Qui dirige l’Iran ?

Contrairement aux idées reçues qui résument parfois le pays à un « régime des mollahs », le système institutionnel de l’Iran est complexe. Comme partout ailleurs dans le monde, plusieurs structures de pouvoir collaborent ou entrent en concurrence les unes avec les autres.

Une théocratie ?

Plusieurs pôles de pouvoir coexistent en République islamique d’Iran : les pouvoirs exécutif et législatif sont ainsi partagés entre le Parlement, le président et le Guide de la Révolution. Parmi les trois, c’est toutefois bien ce dernier, plus couramment appelé « Guide suprême » en France, qui est la clef de voûte du régime. En plus d’être le chef des armées, il est la véritable autorité décisionnaire lorsque les intérêts fondamentaux de la nation sont en jeu (telle la politique nucléaire) et contrôle l’ensemble des autres organes. En effet, l’Iran est régi selon le principe du « gouvernement du docte » (velayat-e faqih en persan) : seuls les religieux ont la légitimité requise pour diriger le pays.

© Nicolas Lepoutre.

Pour autant, on ne peut considérer l’Iran comme une pure théocratie. En effet, toutes les institutions ne s’appuient pas sur une légitimité religieuse (en vert sur le schéma ci-dessus). Certaines, comme le président, détiennent plutôt une légitimité électorale (en bleu sur le schéma) ou combinent les deux, telle l’Assemblée des experts. Le suffrage universel joue donc un rôle important en Iran. En ce sens, l’article 1er de la Constitution iranienne de 1979 marque bien la dualité du régime puisque la forme de gouvernement du pays y est justifiée à la fois par une référence aux principes coraniques et par le résultat du référendum organisé en mars 1979, au lendemain de la révolution.

Des élections très contrôlées

Même s’il n’existe pas de partis politiques à proprement parler et que les différentes factions en compétition sont souvent peu lisibles pour les observateurs occidentaux, les élections législatives ou l’élection présidentielle iranienne voient s’affronter des candidats au programme varié (y compris au sein du groupe des « conservateurs » ou des « modérés »). Le pays peut ainsi connaître des formes d’alternance politique : à l’ultraconservateur Mahmoud Ahmadinejad succède par exemple le modéré Hassan Rohani comme président en 2013. La vie politique iranienne est encore renforcée par le fait que les différents pôles de pouvoir ne sont pas forcément alignés : le président modéré actuel doit ainsi composer avec un Parlement très largement dominé par les conservateurs depuis 2020.
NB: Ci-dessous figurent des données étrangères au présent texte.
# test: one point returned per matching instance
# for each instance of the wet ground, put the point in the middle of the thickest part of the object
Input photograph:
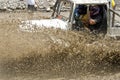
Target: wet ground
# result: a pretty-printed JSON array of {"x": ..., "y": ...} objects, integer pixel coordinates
[{"x": 54, "y": 54}]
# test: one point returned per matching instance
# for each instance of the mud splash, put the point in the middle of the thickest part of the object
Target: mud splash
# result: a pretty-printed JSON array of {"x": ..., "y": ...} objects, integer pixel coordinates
[{"x": 56, "y": 53}]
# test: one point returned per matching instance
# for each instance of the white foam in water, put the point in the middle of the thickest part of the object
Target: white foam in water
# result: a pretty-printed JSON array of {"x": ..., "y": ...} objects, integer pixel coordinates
[{"x": 34, "y": 25}]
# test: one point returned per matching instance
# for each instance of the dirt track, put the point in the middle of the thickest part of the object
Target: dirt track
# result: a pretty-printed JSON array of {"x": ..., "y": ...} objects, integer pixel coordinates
[{"x": 54, "y": 54}]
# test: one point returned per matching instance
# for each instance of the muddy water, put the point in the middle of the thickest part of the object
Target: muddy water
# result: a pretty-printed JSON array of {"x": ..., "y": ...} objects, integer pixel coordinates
[{"x": 55, "y": 54}]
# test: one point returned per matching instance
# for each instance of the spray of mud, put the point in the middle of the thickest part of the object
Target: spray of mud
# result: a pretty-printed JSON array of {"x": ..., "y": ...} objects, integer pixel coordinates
[{"x": 52, "y": 52}]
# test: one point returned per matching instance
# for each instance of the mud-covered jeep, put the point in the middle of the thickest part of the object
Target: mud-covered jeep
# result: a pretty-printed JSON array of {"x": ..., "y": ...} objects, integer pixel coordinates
[{"x": 106, "y": 26}]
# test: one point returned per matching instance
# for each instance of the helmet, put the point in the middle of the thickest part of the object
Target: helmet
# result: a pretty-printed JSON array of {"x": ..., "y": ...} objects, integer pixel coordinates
[{"x": 94, "y": 10}]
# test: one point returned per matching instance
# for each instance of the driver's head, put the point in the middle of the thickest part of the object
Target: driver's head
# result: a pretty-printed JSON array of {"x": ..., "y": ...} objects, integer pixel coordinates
[{"x": 94, "y": 10}]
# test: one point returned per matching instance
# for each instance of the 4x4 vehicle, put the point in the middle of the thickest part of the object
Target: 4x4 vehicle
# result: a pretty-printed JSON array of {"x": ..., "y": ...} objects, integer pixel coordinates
[{"x": 106, "y": 26}]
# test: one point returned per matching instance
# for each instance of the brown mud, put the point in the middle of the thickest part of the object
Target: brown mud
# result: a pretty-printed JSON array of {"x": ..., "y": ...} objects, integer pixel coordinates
[{"x": 55, "y": 54}]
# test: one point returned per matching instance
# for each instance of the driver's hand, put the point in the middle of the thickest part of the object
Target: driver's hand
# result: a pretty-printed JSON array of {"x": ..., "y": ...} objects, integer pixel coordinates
[{"x": 92, "y": 22}]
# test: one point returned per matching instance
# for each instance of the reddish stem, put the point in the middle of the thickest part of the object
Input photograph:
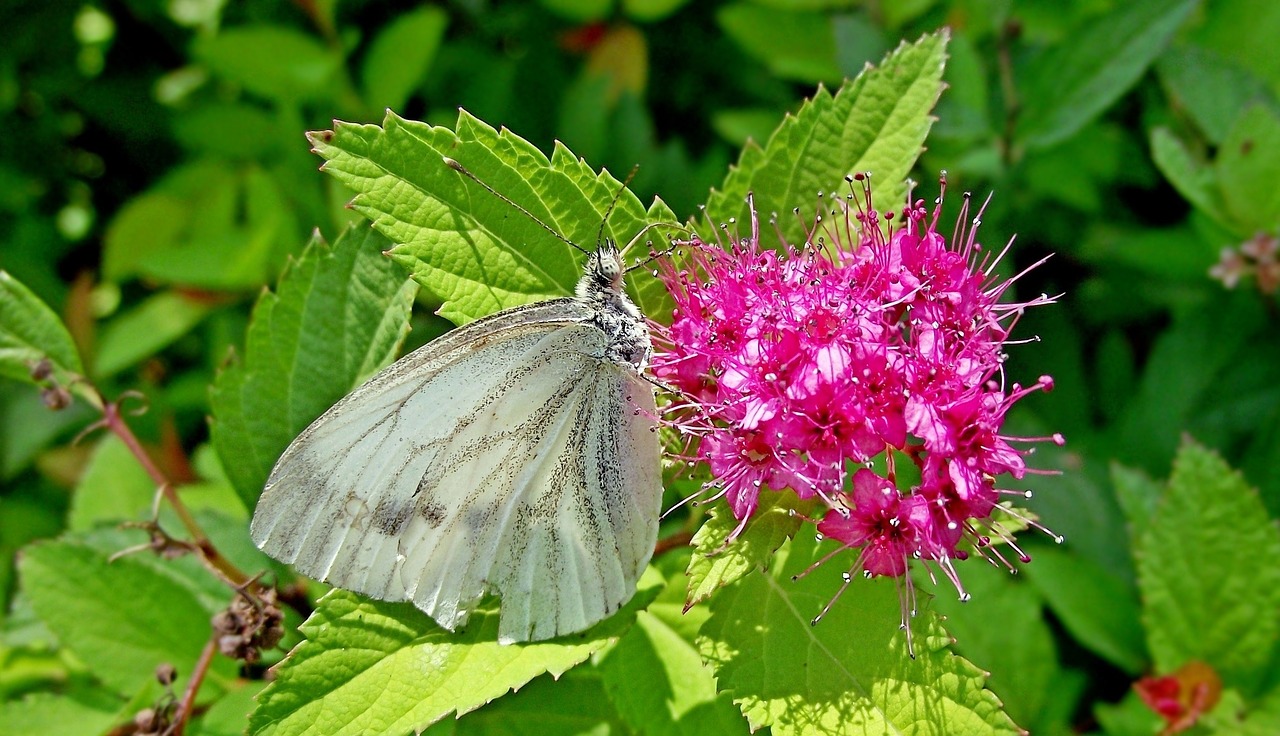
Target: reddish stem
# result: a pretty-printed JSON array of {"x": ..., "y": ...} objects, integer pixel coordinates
[
  {"x": 188, "y": 696},
  {"x": 114, "y": 421}
]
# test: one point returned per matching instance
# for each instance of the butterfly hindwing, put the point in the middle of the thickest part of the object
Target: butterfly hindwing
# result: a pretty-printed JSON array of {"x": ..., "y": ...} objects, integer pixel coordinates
[{"x": 506, "y": 457}]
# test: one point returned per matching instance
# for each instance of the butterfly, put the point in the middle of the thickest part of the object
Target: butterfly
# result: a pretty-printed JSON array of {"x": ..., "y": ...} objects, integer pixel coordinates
[{"x": 513, "y": 456}]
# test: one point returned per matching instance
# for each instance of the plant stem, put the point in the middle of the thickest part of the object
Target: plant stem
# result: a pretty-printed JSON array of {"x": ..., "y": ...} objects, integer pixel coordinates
[
  {"x": 188, "y": 696},
  {"x": 114, "y": 421}
]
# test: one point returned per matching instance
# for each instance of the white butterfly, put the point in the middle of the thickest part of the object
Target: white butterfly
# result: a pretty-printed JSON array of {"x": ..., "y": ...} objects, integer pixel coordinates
[{"x": 516, "y": 456}]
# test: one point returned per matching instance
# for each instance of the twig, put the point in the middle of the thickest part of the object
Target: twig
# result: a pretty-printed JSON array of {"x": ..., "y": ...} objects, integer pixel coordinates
[{"x": 188, "y": 695}]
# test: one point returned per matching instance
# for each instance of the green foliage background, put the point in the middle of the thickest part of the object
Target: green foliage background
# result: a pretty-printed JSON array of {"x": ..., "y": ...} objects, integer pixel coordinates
[{"x": 154, "y": 178}]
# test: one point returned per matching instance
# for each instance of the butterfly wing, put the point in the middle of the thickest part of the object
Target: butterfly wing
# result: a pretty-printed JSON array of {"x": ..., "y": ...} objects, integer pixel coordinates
[{"x": 506, "y": 457}]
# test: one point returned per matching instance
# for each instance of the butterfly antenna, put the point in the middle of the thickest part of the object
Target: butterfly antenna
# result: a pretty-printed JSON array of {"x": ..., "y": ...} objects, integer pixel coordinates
[
  {"x": 604, "y": 220},
  {"x": 453, "y": 164}
]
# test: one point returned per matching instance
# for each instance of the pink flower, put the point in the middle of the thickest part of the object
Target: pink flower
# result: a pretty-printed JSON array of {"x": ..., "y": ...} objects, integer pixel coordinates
[{"x": 865, "y": 341}]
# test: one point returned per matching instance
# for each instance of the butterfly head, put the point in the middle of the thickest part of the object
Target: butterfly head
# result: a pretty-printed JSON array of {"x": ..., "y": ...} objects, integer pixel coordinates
[{"x": 603, "y": 272}]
Si le droit de vote des Iraniens et des Iraniennes n’est pas purement formel, le régime ne peut toutefois pas être qualifié de démocratique. Au-delà même du rôle du Guide de la révolution, il faut souligner que les élections ne sont pas libres. Les candidats sont en effet sélectionnés au préalable par le Conseil des gardiens de la constitution qui vérifie la conformité de toutes les candidatures (cf. schéma) : seuls des partisans du régime peuvent se présenter. Ainsi, 55 % des candidatures pour les élections législatives de 2020 ont-elles été disqualifiées, réduisant considérablement l’ouverture du jeu politique.

De surcroît, le résultat des élections ne semble pas toujours respecté, comme en témoignent en 2009 la réélection très contestée de Mahmoud Ahmadinejad, puis la violente répression du « mouvement vert » (nom donné aux manifestations contre la fraude électorale). La peur d’une militarisation du régime est encore renforcée par le poids majeur du corps des Gardiens de la Révolution islamique (aussi appelés pasdaran), armée d’élite du régime, dans le domaine militaire mais aussi politique et économique.